Date: April 30, 2013
By: Rastislav Hamracek
State Capitol Bureau
Links: HB 340

JEFFERSON CITY - Twice a year the time changes in Missouri, and on Tuesday, at least one lawmaker said he wants to end that practice.

State Rep. Delus Johnson is the sponsor of a bill that would enter Missouri into the New Standard Time Pact. Once 20 States will join the New Standard Time Pact, the summer time will become the standard time year-round and the actual switching of the clock, twice in a year, will be eliminated.

Implementing daylight saving time year-round would make lighter evenings but darker mornings. Johnson, R-St. Joseph, told the Senate General Laws Committee that he believes lighter evenings will increase the outdoor business production.

“In the United States South Carolina already works on Daylight Saving as New Standard Time Pact,” Johnson said at the Senate hearing.
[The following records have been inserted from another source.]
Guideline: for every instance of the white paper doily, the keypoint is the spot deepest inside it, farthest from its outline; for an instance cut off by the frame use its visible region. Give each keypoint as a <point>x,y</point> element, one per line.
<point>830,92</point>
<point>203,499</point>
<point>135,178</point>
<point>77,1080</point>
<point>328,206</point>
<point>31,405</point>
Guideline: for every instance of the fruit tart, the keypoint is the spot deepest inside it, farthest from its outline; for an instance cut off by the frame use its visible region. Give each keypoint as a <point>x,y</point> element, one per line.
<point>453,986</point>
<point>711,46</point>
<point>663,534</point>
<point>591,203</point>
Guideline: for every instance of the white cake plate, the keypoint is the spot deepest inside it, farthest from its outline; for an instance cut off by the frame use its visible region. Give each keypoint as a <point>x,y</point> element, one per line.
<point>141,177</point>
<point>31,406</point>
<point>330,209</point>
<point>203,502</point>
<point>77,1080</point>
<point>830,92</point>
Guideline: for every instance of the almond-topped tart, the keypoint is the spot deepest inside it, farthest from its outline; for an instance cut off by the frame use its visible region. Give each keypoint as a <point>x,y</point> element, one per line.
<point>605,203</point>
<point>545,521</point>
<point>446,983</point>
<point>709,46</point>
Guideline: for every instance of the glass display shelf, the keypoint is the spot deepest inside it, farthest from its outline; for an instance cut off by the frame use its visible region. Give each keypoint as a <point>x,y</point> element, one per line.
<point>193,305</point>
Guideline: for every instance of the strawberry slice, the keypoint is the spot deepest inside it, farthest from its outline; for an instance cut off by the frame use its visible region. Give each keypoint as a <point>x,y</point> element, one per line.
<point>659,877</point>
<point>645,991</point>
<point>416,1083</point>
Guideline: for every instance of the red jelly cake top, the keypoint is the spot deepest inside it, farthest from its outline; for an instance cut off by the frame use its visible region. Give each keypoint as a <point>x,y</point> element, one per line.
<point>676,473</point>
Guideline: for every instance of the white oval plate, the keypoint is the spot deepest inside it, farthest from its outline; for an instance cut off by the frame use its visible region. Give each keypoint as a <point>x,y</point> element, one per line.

The Missouri Broadcasters Association opposed the bill because it would create a problem for some television stations that broadcast in more than one state, such the Kansas City and St. Louis television stations, especially if all of the states in the current Central Time Zone did not participate in the pact.

There are other issues such as energy use or public safety that are related with the subject. After the Daylight Saving Time, standardized in the United States in 1966, was extended by one Month in accordance to Energy Policy Act of 2005, since 2007 the summer time in the United States begins on the second Sunday of March and ends on the first Sunday of November. Following the first year after that extension, the United States Department of Energy stated in a 2008 report that the extension saved one-half percent of electricity usage only during the extended period, but it did not examine the use of heating fuels.

The permanent daylight saving time is currently in use in Iceland, Russia, Uzbekistan and Belarus.

It is uncertain whether the Senate will manage to approve the bill in time. The Senate General Laws Committee did not vote on the bill Tuesday and the legislative session ends on May 17. The House passed the bill in early April.